Ideas — written ideas — are special. They are the way we transmit our stories and our thoughts from one generation to the next. If we lose them, we lose our shared identity. And fiction gives us empathy: it puts us inside the minds of other people, gives us the gift of seeing the world through their eyes.  Fiction is a lie that tells us true things, over and over.

I knew Ray Bradbury for the last thirty years of his life, and I was so lucky. He was funny and gentle and always (even at the ed, when he was so old he was blind and wheelchair-bound, even then) enthusiastic. He cared, completely and utterly, about things. He cared about toys and childhood and films. He cared about books. He cared about stories.

This is a book about caring for things. It’s a love letter to books, but I think, just as much, it’s a love letter to people, and a love letter to the world of Waukegan, Illinois, in the 1920’s, the world in which Ray Bradbury had grown up and which he immortalized as Green Town in his book of childhood, Dandelion Wine.

While I am still reading Fahrenheit 451, I am thinking about my considerations for this week about keeping heat in balance.

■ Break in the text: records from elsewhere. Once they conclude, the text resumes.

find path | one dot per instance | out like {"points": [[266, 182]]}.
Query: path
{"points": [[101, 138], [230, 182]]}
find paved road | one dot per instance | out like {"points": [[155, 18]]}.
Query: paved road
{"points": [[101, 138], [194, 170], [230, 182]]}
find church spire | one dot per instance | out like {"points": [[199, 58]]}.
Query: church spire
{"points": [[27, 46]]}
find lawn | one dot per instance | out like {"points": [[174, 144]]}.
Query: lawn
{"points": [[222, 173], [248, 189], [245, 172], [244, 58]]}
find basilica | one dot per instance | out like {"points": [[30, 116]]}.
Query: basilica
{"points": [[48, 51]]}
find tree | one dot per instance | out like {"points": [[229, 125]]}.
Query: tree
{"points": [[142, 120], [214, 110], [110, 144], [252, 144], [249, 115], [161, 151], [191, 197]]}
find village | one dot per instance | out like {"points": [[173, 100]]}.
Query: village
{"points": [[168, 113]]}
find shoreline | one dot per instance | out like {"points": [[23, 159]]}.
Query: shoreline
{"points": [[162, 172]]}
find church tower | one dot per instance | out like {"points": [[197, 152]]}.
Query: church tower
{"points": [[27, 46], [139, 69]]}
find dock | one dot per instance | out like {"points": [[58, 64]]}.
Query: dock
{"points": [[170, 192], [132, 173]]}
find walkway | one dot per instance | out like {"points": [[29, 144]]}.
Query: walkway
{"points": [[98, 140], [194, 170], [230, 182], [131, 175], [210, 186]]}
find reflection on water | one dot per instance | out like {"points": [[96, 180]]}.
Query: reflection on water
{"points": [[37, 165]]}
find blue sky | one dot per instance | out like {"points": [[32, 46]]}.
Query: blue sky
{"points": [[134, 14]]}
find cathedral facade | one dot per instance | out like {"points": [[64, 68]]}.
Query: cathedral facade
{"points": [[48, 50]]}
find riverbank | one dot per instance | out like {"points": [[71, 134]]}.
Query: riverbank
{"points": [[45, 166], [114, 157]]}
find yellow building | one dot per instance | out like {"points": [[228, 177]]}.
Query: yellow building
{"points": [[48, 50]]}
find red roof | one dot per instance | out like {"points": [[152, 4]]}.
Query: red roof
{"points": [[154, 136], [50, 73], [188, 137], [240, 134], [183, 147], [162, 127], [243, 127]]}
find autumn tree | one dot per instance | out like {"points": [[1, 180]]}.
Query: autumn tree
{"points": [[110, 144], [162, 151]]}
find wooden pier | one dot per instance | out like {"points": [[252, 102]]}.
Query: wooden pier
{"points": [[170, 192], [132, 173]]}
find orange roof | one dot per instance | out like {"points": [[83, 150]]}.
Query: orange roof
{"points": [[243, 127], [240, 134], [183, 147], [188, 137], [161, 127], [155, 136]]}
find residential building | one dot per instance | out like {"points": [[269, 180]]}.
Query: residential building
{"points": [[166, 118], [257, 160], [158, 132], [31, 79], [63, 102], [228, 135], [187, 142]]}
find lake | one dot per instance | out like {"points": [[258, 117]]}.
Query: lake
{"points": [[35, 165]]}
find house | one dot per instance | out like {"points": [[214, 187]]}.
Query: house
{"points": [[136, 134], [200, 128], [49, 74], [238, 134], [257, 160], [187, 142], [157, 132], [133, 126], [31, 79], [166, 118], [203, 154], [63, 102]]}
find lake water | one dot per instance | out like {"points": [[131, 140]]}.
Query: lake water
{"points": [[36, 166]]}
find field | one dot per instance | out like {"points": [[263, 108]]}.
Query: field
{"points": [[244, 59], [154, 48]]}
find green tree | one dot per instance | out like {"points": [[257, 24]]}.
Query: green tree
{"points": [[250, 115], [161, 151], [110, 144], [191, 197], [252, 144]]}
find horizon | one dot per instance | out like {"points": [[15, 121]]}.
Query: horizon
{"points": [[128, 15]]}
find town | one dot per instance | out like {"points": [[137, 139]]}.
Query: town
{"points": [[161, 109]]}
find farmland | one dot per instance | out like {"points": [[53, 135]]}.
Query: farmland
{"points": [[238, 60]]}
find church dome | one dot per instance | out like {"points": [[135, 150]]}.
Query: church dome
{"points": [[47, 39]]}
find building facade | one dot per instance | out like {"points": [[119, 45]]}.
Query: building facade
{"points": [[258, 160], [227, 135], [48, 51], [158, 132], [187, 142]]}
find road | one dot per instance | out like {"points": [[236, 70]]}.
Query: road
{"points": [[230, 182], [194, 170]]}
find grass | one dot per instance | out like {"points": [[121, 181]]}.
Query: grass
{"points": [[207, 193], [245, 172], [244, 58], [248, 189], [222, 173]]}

Ray Bradbury was a man whose heat lit up our world.  His passion for the world he knew and the world he would never know of the future is a gift for those of us who enjoy speculative fiction.

Here is a wonderful video of Bradbury with some great words of wisdom about writing:

Today’s contemplation:

Do you have a favorite Ray Bradbury story or book?

10 thoughts on “Wednesday Author Profile: Ray Bradbury

  1. Lovely nod, Karen! And speaking of heat, my favorite Ray Bradbury story is All Summer in a Day. I’m sure you’ve read it. No spoilers here! T. (I love Neil Gaiman’s line: “Fiction is a lie that tells us true things, over and over.”


    1. Yes, there are so many writers to read, no one can read them all. I’m often impressed with what Gaiman has to say. I saw him speak in a person a few years ago at a local reading, and he’s brilliant and very funny. Thanks for your comments, Isaac!


  2. Wonderful inspiration for a writers Karen. I watched the first bit of the video clip you posted on Ray Bradbury when he was speaking about writing short stories. It struck me that our blogs are modern short story writing practice! Lovely to read your post. Thanks for sharing xx.